Per tacitare ogni protesta, ai Paesi “frugali” del Nord sono
stati concessi ulteriori sconti (“rebates”) alla contribuzione
del bilancio europeo. Per la governance della spesa collegata ai
“Piani nazionali di ripresa” degli Stati membri, respinta la
richiesta olandese del “diritto di veto” all’interno di un
complesso meccanismo di controllo.
“Una
intesa storica all’insegna della solidarietà e non
dell’austerità”, ha dichiarato il Presidente del Consiglio
europeo, il belga Charles Michel. C’è la nascita di un “debito
europeo comune” e di nuovi strumenti di politica economica per
fronteggiare la profonda crisi economica provocata dalla pandemia.
L’Unione europea si avvia a diventare un’entità “statuale”
che si indebita, distribuisce fra i suoi cittadini le risorse che
raccoglie sul mercato e ha potere di prelievo fiscale nella
previsione di una inderogabile autonoma fiscalità per liberarsi da
una governance intergovernativa inefficiente, non trasparente e
divisiva blindata dal Consiglio europeo.
Restano sul
tappeto le incertezze legate alla tempistica degli interventi reali.

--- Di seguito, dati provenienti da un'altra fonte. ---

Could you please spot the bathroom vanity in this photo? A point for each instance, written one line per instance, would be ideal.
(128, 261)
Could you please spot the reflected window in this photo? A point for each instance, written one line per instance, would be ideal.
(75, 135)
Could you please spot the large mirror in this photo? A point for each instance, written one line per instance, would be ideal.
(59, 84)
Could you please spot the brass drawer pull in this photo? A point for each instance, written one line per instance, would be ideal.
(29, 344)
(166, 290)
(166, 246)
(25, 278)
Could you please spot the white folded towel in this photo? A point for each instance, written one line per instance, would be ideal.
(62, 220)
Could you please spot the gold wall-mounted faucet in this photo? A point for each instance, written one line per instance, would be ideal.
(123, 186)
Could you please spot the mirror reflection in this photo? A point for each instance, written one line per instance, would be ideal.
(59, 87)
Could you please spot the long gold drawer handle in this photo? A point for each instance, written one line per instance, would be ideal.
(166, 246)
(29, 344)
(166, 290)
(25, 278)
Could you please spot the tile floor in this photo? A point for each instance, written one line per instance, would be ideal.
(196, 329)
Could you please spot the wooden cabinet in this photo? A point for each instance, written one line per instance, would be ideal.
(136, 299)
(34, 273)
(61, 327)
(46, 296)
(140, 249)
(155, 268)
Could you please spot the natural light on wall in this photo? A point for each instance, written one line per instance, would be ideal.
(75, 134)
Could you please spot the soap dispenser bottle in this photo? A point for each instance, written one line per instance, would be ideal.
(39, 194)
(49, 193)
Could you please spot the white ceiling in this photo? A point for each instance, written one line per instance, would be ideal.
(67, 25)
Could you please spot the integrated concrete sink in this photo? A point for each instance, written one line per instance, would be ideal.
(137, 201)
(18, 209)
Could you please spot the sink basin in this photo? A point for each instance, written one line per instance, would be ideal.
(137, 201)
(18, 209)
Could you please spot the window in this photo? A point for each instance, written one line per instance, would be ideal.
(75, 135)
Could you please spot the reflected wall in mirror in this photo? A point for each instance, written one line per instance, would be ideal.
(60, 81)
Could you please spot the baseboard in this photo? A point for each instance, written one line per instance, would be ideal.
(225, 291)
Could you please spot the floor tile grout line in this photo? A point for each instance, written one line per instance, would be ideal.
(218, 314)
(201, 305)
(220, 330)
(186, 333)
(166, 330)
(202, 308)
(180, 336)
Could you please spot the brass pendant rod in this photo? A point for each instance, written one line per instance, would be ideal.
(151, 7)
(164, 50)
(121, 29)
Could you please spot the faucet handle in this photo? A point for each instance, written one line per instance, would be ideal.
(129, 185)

L’accordo dovrà superare tre importanti step: la ratifica
nazionale da parte degli Stati membri dell’Unione, il negoziato
comunitario dei Piani nazionali in linea con le “raccomandazioni”
Ue, il voto di approvazione del bilancio da parte del Parlamento di
Strasburgo. Un percorso tutto in salita. Il Fondo per la ripresa
distribuirà risorse tra il secondo semestre 2021 e il 2023, e
rimarrà in vita fino al 2026. Il rimborso dei prestiti deve iniziare
l’anno successivo. I Ventisette dovranno mettersi d’accordo per
garantire al bilancio comunitario nuove risorse proprie (imposta
sugli imballaggi in plastica non riciclati, digital tax europea,
imposta sulle transazioni finanziarie). Per l’Unione europea un
passaggio delicato in attesa di prendere il largo verso un orizzonte
politico nuovo che faccia finalmente pulizia del dumping fiscale in
qualche Paese “frugale” (Olanda) e delle infrazioni allo Stato di
diritto in qualche Paese di Visegrad (Ungheria).
E sarà il
D-Day della nuova Europa. Sarà la risposta a un sovranismo che
“continua a non comprendere il funzionamento di un sistema ad alta
interdipendenza come l’Unione europea per raggiungere obiettivi
convergenti”, ha commentato il politologo Sergio Fabbrini sulle
colonne del Sole24Ore. “Ogni leader sovranista guarda all’Ue dal
buco della sua serratura nazionale. Per i sovranisti al governo nei
Paesi dell’Europa dell’Est, si tratta di preservare la quota di
aiuti europei che ricevono, per gestirli in piena autonomia, per i
sovranisti all’opposizione nel resto dell’Europa, si tratta di
denunciare ogni accordo come tradimento degli interessi nazionali.”
Sotto accusa l’inquietante semplicismo analitico per catturare
consensi elettorali e l’incapacità di capire le logiche politiche
che sono alla base di ogni costruttiva azione di governo. E’ facile
soffiare sul fuoco della protesta e del disagio sociale, ma molto
difficile trasformare la protesta in seria proposta politica,
coniugando -con senso di responsabilità- l’interesse nazionale con
quello europeo in una illuminata visione storica, aperta a un
contesto politico-economico mondiale in continua evoluzione.